À tout le moins, il est possible de déceler l’automatisme dans un phénomène relativement courant en conduite automobile, l’ « erreur d’attribution ». Il s’agit d’une situation où un automobiliste est persuadé que les personnes qui lui nuisent l’ont fait délibérément. Par exemple, si une personne nous coupe la route, on pense qu’elle nous avait vu et qu’elle a délibérément choisi de nous ignorer. Or, la plupart du temps il s’agit d’une erreur de bonne foi, d’un automobiliste qui n’a tout simplement pas bien regardé derrière lui avant de changer de voie. Cet automatisme nous fait erronément attribuer un inconvénient à de la malveillance.

Mais évidemment, réfléchir aux automatismes, c’est un peu contre nature.

Les automatismes jouent probablement un rôle important dans la rage au volant, selon un psychologue californien, Raymond Novaco, de l’Université de Californie à Irvine.
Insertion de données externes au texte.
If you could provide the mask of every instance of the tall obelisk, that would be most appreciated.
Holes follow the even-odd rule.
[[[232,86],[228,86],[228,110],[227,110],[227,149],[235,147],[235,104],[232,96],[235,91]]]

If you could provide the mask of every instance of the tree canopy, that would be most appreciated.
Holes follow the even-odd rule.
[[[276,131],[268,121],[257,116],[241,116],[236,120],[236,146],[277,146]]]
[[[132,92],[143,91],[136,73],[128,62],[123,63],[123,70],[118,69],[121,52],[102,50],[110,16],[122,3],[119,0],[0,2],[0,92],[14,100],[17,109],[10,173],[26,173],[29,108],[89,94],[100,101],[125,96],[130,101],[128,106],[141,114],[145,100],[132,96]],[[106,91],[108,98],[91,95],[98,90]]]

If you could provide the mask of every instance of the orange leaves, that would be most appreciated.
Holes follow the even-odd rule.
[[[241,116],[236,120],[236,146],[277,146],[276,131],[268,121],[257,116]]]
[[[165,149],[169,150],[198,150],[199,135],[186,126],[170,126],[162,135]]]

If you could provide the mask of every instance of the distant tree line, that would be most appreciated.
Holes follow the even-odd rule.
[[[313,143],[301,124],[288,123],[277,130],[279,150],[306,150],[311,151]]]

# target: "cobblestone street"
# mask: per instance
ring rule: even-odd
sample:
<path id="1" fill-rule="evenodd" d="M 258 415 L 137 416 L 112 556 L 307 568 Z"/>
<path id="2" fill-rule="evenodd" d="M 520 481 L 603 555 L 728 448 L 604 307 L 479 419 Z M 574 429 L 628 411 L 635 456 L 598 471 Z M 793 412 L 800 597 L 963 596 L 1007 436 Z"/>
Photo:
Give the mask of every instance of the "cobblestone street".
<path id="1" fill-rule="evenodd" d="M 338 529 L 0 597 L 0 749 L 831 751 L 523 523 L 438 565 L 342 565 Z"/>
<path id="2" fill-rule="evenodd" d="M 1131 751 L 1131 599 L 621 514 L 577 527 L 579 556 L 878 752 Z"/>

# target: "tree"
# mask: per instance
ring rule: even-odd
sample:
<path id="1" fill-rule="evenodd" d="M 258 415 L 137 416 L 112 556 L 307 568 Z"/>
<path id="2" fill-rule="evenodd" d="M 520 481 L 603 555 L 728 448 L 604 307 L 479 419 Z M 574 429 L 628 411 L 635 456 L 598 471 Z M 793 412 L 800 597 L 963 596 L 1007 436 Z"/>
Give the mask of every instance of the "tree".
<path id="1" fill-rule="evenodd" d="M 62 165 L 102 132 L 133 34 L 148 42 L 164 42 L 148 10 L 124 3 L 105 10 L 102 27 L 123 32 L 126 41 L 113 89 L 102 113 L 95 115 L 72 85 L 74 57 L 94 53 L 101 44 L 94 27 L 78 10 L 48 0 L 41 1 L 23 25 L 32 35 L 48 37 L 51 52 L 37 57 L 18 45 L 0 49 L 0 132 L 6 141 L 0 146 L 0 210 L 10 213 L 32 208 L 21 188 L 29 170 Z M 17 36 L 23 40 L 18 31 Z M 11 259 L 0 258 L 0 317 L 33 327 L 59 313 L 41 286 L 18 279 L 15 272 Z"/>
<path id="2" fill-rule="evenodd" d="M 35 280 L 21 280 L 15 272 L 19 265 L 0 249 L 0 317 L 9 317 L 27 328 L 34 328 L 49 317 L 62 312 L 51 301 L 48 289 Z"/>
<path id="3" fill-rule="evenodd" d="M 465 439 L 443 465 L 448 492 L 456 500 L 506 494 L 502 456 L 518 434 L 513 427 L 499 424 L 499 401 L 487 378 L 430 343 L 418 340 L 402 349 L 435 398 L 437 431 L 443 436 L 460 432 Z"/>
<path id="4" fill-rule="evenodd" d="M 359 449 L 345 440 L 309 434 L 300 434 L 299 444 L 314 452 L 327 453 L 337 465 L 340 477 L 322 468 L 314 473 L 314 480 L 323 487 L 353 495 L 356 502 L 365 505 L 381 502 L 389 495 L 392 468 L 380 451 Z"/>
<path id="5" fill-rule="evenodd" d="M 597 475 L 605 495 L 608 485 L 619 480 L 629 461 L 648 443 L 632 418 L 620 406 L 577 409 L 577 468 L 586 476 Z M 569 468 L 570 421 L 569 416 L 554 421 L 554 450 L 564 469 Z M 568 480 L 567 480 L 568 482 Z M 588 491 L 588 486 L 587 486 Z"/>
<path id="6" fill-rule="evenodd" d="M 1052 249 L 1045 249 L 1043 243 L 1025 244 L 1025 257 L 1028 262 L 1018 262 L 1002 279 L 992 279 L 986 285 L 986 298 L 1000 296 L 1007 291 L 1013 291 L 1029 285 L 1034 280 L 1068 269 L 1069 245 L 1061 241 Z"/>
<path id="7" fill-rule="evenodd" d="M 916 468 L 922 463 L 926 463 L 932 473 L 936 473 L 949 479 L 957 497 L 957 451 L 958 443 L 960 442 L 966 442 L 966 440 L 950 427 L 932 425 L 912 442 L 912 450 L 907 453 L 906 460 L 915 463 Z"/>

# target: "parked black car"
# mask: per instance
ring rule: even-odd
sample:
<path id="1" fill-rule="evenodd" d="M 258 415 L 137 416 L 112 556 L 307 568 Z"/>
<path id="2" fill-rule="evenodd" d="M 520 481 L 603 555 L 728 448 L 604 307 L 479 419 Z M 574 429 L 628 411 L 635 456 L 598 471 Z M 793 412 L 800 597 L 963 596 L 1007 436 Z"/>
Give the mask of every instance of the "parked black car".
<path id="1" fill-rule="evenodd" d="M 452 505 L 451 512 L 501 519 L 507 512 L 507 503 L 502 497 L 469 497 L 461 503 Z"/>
Dans un récent article du magazine de l’Association de science psychologique, M. Novaco a avancé que les automobilistes qui apprennent à conduire dans un environnement stressant vont sans y penser reproduire les comportements agressifs des autres automobilistes.

Cette théorie, appelée « scripts agressifs », est souvent utilisée pour expliquer pourquoi les films violents rendraient les enfants agressifs. Son application à l’automobile est la suivante : les jeunes automobilistes apprennent à « tenir leur bout dans le trafic », à klaxonner les gens qui les coupent ou qui vont trop lentement, puis ils reproduisent ces gestes agressifs sans y penser. Par exemple, en accélérant quand une voiture veut les doubler, ou en empêchant d’autres automobilistes de s’immiscer dans le trafic en avant d’eux.

« Il n’y a pas eu d’études qui étaye ma thèse, et elle est de toute façon difficile à vérifier, reconnaît M. Novaco. Mais on observe souvent, empiriquement, que beaucoup de comportements agressifs au volant ne sont pas vraiment réfléchis. Ce sont des réflexes. »

« En général, on utilise une très faible portion de nos capacités intellectuelles en conduisant », explique David Shanar, psychologue à l’Administration nationale de sécurité autoroutière, à Washington. « C’est pour cela que nous cherchons sans cesse des occasions pour nous divertir, en écoutant la radio ou de la musique, en parlant au téléphone. Une fois l’apprentissage de la conduite bien ancré, beaucoup des gestes des automobilistes se font automatiquement. »

Pour illustrer son propos, M. Shanar rapporte les résultats d’une étude qu’il a menée avec des personnes n’ayant jamais utilisé de cellulaire en conduisant. « Ils devaient revenir cinq jours de suite au simulateur de conduite, où ils devaient maoeuvrer une voiture virtuelle tout en parlant au téléphone. Au fil des jours, le taux d’erreurs de conduite diminuait lentement, particulièrement chez les conducteurs expérimentés. Cela signifie que parler au téléphone entrait lentement parmi les automatismes de la conduite. »

Cela ne signifie pas que le cellulaire au volant est sans conséquence, prévient M. Shanar. « Quand on maîtrise bien la conduite, on a beaucoup d’espace mental pour faire face aux situations imprévues. C’est pour cette raison que les jeunes conducteurs ont davantage d’accidents. Ce n’est pas seulement parce qu’ils sont plus impulsifs et prennent plus de risques. En parlant au téléphone, on restreint l’attention portée aux événements imprévus, comme une voiture qui s’arrête brusquement en avant de nous. »

Accélérer sans y penser pour clore l’écart avec la voiture en avant, quand une troisième voiture veut s’y immiscer. S’apercevoir, alors qu’on conduit sur l’autoroute, qu’on ne se souvient de rien des derniers 30 kilomètres. Se rendre compte, en traversant une intersection en voiture, qu’il y avait un piéton qui attendait dans la rue pour traverser, alors que l’on s’était juré de toujours laisser la priorité aux piétons.

La conduite automobile est remplie d’automatismes. Grâce aux études sur les téléphones cellulaires, les spécialistes commencent à apprécier l’ampleur du phénomène.